What is the promise of all of this information? It will tell us what diseases are you more at risk for and what we can do minimize our risk.  It will tell us how to correct imbalances before they manifest into disease.  It will tell us what medicines to take and which ones not to take.  It will tell us what we individually should eat or not eat.  It will tell us if certain lifestyle changes are changing our biochemistry or not.

Most of our current lab testing measures only a few markers that usually can only indicate disease when it is clinically evident (obvious symptoms).  Most chronic diseases which represents the biggest burden of illness certainly in the developed world have a long latency period.  It often takes many years from initiation of a condition before it manifests into obvious symptoms and detectable disease.  For example, atherosclerosis (hardening of the arteries which leads to heart disease and stroke) starts 10 – 20 years before someone has any symptoms.  The promise of molecular testing is that we can begin to detect patterns of system imbalances many years before and this will give us a head start to correct them.  If we are able to correct the imbalances far enough ahead, we may be able to avert getting the disease all together.  This is upstream medicine rather than downstream medicine when we treat disease at its end manifestations.

However, it is early days yet for this technology.  We have much to learn about how significant a particular molecular pattern or signature might be and what specifically we can do to change it.  We will need enough data from enough people to pick up the signals from the molecular noise.  For diagnosis, we will need ensure that the test is sensitive and specific enough to rule in or out disease without having too many false positive or falsely negative tests that will create anxiety and unnecessary testing, interventions and possible harm.
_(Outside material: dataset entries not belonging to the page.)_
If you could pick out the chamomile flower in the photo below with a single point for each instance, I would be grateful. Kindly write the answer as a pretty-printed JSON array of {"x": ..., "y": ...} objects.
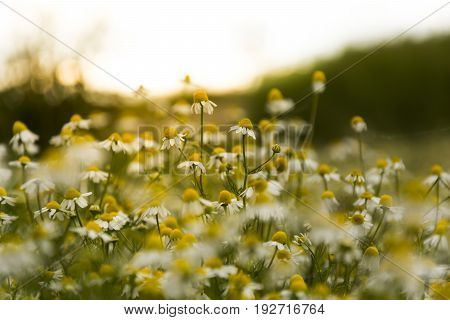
[
  {"x": 359, "y": 224},
  {"x": 212, "y": 135},
  {"x": 318, "y": 81},
  {"x": 77, "y": 122},
  {"x": 5, "y": 199},
  {"x": 244, "y": 128},
  {"x": 358, "y": 124},
  {"x": 115, "y": 144},
  {"x": 94, "y": 174},
  {"x": 171, "y": 138},
  {"x": 23, "y": 140},
  {"x": 279, "y": 240},
  {"x": 330, "y": 200},
  {"x": 54, "y": 211},
  {"x": 32, "y": 186},
  {"x": 201, "y": 102},
  {"x": 93, "y": 231},
  {"x": 74, "y": 198},
  {"x": 23, "y": 162},
  {"x": 276, "y": 103},
  {"x": 6, "y": 219},
  {"x": 438, "y": 175},
  {"x": 438, "y": 239},
  {"x": 114, "y": 221},
  {"x": 193, "y": 165}
]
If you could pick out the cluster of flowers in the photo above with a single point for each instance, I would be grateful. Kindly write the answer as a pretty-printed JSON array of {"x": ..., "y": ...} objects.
[{"x": 106, "y": 219}]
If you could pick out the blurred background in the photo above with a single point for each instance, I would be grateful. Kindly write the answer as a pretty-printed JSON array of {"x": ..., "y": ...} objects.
[{"x": 63, "y": 57}]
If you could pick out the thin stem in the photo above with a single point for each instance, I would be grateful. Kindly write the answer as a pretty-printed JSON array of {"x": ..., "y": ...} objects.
[
  {"x": 312, "y": 121},
  {"x": 273, "y": 257},
  {"x": 244, "y": 186},
  {"x": 107, "y": 180}
]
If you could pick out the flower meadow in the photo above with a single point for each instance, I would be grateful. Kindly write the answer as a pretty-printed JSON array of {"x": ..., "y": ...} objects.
[{"x": 184, "y": 208}]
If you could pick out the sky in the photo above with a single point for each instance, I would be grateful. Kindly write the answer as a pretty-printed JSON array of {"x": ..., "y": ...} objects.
[{"x": 221, "y": 44}]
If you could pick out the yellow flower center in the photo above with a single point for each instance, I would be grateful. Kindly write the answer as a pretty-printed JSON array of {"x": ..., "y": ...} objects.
[
  {"x": 366, "y": 195},
  {"x": 245, "y": 123},
  {"x": 274, "y": 95},
  {"x": 195, "y": 157},
  {"x": 214, "y": 263},
  {"x": 190, "y": 195},
  {"x": 356, "y": 120},
  {"x": 53, "y": 205},
  {"x": 371, "y": 251},
  {"x": 115, "y": 137},
  {"x": 170, "y": 132},
  {"x": 327, "y": 194},
  {"x": 108, "y": 216},
  {"x": 171, "y": 222},
  {"x": 76, "y": 118},
  {"x": 225, "y": 197},
  {"x": 260, "y": 185},
  {"x": 319, "y": 76},
  {"x": 92, "y": 168},
  {"x": 381, "y": 164},
  {"x": 280, "y": 237},
  {"x": 211, "y": 128},
  {"x": 93, "y": 226},
  {"x": 200, "y": 95},
  {"x": 357, "y": 218},
  {"x": 386, "y": 200},
  {"x": 72, "y": 193},
  {"x": 24, "y": 159},
  {"x": 18, "y": 127},
  {"x": 127, "y": 137},
  {"x": 437, "y": 169},
  {"x": 324, "y": 169},
  {"x": 283, "y": 254}
]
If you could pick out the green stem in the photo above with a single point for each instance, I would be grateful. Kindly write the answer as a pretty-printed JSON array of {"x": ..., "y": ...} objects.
[{"x": 244, "y": 186}]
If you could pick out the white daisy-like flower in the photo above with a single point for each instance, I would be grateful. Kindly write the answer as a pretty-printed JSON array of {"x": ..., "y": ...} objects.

Ultimately, the ability to understand our bodies and mind at a molecular level is going to empower us to make better and better decisions about our health than we ever have been able to until now.  But the totality of a human being is much greater than the sum total of our measured molecules.  So, in order for this technology to truly transform our health, we will need to be able to translate molecular data into real actionable insights and to combine this with conscious awareness and a deep understanding of our inter-connectivity.